Enerji ve Tabii Kaynaklar Bakanı Berat Albayrak, Türkiye'nin, enerji kaynaklarının Avrupa'ya taşınmasında önemli bir güzergah olduğunu belirterek, "Türkiye, TANAP ve TAP ile Hazar'daki doğal kaynakların dünya piyasalarında taşınmasında ne kadar büyük önem arz ediyorsa, Doğu Akdeniz'deki doğal kaynakların Avrupa ve dünya pazarlarına taşınması için de en makul ve en rasyonel alternatiftir. Tüm uluslararası taraflara çağrıda bulunuyorum. Gelin bu fırsatları iyi kullanalım. Bölgedeki ihtilafları, belirsizlikleri daha da artıracak gerilimler yerine kazan-kazan usulünü uygulayalım" dedi
Güney Kafkasya Boru Hattı, Trans Anadolu Doğalgaz Boru Hattı (TANAP) ve Trans-Adriyatik Boru Hattı'ndan (TAP) oluşan Güney Gaz Koridoru'nun önemli safhalarının tamamlandığını ifade eden Albayrak, projenin 45 milyar doları aşan yatırımla üretimden nihai tüketiciye kadar büyük bir değer zinciri oluşturduğunu söyledi.
TANAP'ın Türkiye'nin enerji arz güvenliği ve Milli Enerji ve Maden Stratejisi açısından da önemli ve hayati bir proje olduğunu vurgulayan Albayrak, son iki yılda arz güvenliği konusunda önemli adımlar attıklarını belirtti.
Albayrak, son dönemde Doğu Akdeniz'de önemli gelişmeler yaşandığına işaret etti ve şöyle devam etti:
"Türkiye Cumhuriyeti, özellikle Doğu Akdeniz başta olmak üzere uluslararası hukuktan kaynaklı tüm haklarını sonuna kadar kullanmakta kararlıdır. Deniz yetki alanlarımız sınırları içinde önümüzdeki dönemde daha etkili bir sismik ve sondaj faaliyeti göstermekte kararlıyız. Türkiye, Kuzey Kıbrıs Türk Cumhuriyeti (KKTC) ve Kıbrıs Türklerinin haklarının da destekçisi ve savunucusu olacaktır. Kıbrıs meselesinde ilk günden beri sağduyu ile yapıcı ve adil bir çözüm için sorumluluk alan bir politika yürütülmektedir. Özellikle Annan Planı çerçevesinde Türkiye bu süreçte etkin ve adil bir çözüme ulaşılması için Birleşmiş Milletler platformunda çok önemli adımlar atmıştır. Türkiye'nin barış ve huzur öncelikli yaklaşımı, hiçbir zaman pasiflik olarak görülmemelidir. Adada tarafların huzur ve refahı için ortaya konulan bu yaklaşıma rağmen bugün karşılaştığımız fotoğraf, bir oldu bitti çabasıdır. Eğer Kıbrıs Türkleri, adanın zenginliklerinin paylaşılmasında yok sayılacaksa, Türkiye bunun sonuna kadar karşısında olacaktır."

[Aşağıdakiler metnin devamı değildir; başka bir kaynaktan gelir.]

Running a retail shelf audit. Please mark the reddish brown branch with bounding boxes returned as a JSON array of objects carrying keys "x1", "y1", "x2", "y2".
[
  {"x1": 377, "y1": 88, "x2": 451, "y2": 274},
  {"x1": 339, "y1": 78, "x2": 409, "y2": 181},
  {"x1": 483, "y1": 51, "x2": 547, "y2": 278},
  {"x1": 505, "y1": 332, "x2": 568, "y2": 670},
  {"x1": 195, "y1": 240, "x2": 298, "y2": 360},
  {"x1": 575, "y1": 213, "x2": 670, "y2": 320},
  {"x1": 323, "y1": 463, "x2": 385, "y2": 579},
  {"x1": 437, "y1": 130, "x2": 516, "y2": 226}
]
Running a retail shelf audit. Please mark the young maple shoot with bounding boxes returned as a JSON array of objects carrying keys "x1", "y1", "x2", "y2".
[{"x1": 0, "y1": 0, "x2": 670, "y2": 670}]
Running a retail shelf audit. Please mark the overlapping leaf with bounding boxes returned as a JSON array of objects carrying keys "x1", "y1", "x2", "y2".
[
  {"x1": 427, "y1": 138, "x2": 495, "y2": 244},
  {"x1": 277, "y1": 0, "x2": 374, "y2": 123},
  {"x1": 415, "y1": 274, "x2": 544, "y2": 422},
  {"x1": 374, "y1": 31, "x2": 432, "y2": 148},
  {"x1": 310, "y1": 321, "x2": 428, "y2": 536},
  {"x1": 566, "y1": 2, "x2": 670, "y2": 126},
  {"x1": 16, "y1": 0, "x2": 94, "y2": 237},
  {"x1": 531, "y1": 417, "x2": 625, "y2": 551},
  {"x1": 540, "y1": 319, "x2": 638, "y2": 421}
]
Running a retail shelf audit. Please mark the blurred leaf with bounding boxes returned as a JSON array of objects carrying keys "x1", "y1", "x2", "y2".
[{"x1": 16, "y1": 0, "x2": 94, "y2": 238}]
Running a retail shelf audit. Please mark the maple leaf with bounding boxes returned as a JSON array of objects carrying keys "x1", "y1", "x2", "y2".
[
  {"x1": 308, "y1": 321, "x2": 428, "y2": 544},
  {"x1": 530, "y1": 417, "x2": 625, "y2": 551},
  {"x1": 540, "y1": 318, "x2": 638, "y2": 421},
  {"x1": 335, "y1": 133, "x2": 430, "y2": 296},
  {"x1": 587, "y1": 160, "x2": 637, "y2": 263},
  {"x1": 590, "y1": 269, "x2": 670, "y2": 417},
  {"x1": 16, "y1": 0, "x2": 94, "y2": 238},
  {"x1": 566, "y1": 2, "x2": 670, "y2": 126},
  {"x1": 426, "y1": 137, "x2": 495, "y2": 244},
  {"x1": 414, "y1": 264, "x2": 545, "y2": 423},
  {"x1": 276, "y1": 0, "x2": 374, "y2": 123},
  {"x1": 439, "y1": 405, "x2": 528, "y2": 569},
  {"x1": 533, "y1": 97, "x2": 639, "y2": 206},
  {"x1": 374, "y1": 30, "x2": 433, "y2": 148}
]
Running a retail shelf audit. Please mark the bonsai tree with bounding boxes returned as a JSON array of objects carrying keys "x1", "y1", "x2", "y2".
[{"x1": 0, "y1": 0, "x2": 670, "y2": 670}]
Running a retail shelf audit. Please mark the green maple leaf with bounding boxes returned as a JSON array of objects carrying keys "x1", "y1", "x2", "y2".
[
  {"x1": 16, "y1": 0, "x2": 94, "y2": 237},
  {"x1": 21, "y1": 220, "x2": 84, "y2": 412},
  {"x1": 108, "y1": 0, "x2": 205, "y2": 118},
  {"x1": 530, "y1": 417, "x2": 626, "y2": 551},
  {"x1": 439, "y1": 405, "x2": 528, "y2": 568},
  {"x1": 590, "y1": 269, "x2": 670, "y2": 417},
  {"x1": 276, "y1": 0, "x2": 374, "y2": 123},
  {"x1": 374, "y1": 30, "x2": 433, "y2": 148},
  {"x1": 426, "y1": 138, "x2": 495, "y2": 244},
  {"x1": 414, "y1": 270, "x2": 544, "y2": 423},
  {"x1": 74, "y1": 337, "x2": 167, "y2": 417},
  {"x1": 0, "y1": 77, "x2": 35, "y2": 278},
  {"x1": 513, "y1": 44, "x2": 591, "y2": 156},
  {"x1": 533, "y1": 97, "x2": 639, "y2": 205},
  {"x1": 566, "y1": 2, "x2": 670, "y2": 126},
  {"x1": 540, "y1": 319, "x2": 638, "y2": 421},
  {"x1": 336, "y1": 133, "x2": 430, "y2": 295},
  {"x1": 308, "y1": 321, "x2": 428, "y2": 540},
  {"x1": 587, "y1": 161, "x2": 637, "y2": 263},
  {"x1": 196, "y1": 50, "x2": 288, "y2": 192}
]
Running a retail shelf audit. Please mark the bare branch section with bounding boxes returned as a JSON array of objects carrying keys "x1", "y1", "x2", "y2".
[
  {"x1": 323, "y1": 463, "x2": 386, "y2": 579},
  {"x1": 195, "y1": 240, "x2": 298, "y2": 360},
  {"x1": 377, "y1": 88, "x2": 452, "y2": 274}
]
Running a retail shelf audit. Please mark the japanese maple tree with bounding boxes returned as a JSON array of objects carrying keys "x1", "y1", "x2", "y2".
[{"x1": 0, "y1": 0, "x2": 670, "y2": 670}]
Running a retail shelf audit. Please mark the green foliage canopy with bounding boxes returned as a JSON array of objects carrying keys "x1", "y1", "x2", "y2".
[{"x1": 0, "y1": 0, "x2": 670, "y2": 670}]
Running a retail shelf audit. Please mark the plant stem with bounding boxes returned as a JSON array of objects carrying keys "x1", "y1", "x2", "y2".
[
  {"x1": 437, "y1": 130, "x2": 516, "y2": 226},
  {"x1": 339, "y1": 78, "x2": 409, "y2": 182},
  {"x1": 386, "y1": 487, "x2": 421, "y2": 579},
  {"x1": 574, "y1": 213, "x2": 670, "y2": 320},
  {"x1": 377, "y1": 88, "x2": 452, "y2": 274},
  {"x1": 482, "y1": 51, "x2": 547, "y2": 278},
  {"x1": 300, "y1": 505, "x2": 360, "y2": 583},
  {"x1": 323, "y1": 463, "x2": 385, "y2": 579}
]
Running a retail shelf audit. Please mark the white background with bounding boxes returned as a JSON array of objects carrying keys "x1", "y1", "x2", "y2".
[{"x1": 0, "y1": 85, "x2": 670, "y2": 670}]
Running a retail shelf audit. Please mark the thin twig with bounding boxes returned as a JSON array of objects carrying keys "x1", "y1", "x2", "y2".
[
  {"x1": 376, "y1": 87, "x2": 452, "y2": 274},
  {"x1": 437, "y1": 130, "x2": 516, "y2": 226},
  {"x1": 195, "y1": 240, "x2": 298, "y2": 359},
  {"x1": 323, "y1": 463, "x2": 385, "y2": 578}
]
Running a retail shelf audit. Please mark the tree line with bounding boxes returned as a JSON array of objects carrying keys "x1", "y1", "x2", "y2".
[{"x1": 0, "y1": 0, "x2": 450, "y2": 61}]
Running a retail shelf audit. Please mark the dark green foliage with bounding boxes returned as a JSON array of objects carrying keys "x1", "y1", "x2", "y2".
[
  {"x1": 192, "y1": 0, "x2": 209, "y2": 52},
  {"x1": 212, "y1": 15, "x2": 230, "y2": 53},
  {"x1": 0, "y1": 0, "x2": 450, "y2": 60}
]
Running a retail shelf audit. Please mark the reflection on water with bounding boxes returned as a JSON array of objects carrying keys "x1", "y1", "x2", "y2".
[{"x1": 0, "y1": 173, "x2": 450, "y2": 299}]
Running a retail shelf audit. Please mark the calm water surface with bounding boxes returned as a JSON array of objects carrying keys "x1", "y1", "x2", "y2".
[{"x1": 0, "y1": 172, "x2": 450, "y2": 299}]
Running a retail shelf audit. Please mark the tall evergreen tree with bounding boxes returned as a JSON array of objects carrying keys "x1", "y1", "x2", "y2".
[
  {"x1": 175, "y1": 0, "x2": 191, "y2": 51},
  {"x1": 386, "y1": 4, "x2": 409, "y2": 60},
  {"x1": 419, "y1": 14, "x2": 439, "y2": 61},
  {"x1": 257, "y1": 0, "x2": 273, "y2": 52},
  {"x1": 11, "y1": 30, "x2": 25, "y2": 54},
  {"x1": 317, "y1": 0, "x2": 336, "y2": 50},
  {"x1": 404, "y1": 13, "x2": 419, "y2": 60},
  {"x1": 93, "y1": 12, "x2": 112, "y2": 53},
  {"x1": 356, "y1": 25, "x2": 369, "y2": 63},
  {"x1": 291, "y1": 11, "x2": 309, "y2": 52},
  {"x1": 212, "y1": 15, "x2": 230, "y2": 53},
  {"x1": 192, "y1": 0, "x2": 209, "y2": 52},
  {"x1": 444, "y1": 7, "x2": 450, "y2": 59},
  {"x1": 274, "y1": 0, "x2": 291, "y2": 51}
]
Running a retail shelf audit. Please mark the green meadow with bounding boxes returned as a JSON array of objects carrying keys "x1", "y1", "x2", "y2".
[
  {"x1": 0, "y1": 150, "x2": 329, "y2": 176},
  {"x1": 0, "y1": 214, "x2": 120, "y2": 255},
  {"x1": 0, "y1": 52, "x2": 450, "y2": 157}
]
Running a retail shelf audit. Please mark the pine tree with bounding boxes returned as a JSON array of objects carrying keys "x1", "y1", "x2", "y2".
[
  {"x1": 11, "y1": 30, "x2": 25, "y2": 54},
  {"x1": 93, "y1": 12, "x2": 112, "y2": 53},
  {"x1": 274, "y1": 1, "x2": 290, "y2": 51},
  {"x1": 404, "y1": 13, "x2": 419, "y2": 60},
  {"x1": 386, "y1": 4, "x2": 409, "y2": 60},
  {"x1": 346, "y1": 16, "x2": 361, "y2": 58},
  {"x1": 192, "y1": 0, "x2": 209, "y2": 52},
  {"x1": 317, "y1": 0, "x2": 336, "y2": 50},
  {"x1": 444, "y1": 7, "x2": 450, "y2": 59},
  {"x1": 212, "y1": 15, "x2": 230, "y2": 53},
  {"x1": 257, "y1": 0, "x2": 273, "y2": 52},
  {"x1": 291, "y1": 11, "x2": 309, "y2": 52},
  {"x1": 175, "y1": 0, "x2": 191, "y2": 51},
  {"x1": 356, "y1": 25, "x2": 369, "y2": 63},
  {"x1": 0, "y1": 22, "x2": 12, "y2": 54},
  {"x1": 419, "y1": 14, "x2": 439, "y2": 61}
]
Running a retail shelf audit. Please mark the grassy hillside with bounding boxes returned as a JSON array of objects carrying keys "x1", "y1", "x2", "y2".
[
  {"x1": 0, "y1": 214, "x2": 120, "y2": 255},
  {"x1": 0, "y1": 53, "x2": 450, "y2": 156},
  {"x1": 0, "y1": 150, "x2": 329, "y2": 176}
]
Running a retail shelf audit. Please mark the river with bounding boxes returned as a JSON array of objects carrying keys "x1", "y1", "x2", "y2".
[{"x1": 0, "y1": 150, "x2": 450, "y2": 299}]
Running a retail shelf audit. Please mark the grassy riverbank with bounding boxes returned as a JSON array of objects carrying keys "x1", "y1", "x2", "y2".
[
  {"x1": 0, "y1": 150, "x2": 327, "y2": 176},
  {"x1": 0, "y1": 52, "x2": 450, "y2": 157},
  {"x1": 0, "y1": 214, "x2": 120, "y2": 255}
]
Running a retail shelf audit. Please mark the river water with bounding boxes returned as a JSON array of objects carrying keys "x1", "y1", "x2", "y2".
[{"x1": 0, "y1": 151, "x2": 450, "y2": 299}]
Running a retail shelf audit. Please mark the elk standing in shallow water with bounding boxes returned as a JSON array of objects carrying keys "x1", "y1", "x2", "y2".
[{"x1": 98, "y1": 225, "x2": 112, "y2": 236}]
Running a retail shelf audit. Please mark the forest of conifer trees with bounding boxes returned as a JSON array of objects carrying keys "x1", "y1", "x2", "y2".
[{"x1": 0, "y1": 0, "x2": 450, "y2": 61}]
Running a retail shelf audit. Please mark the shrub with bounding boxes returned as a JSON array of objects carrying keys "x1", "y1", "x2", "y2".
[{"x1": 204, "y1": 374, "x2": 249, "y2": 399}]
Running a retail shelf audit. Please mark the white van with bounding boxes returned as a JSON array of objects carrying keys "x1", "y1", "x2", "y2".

Albayrak, Güney Kıbrıs Rum Yönetimi'nin tek taraflı ve uluslararası hukukla bağdaşmayan parselleme çabasının kabul edilemez olduğunu vurguladı.
Kıbrıs Türklerinin adanın doğal kaynakları üzerinde eşit haklara sahip olduğunu kaydeden Albayrak, şunları söyledi:
"Başta Doğu Akdeniz olmak üzere bölgemizdeki doğal kaynaklar için Türkiye öncelikli ve en büyük pazar konumundadır. Bu kaynakların Avrupa'nın enerji arz güvenliği konusunda taşınması hususunda da önemli bir güzergahtır ve Avrupa'nın enerji arz güvenliğini kendi enerji arz güvenliğinden ayrı görmemiştir. Türkiye, TANAP ve TAP ile Hazar'daki doğal kaynakların dünya piyasalarında taşınmasında ne kadar büyük önem arz ediyorsa, Doğu Akdeniz'deki doğal kaynakların Avrupa ve dünya pazarlarına taşınması için de en makul ve en rasyonel alternatiftir. Tüm uluslararası taraflara çağrıda bulunuyorum. Gelin bu fırsatları iyi kullanalım. Bölgedeki ihtilafları, belirsizlikleri daha da artıracak gerilimler yerine kazan-kazan usulünü uygulayalım."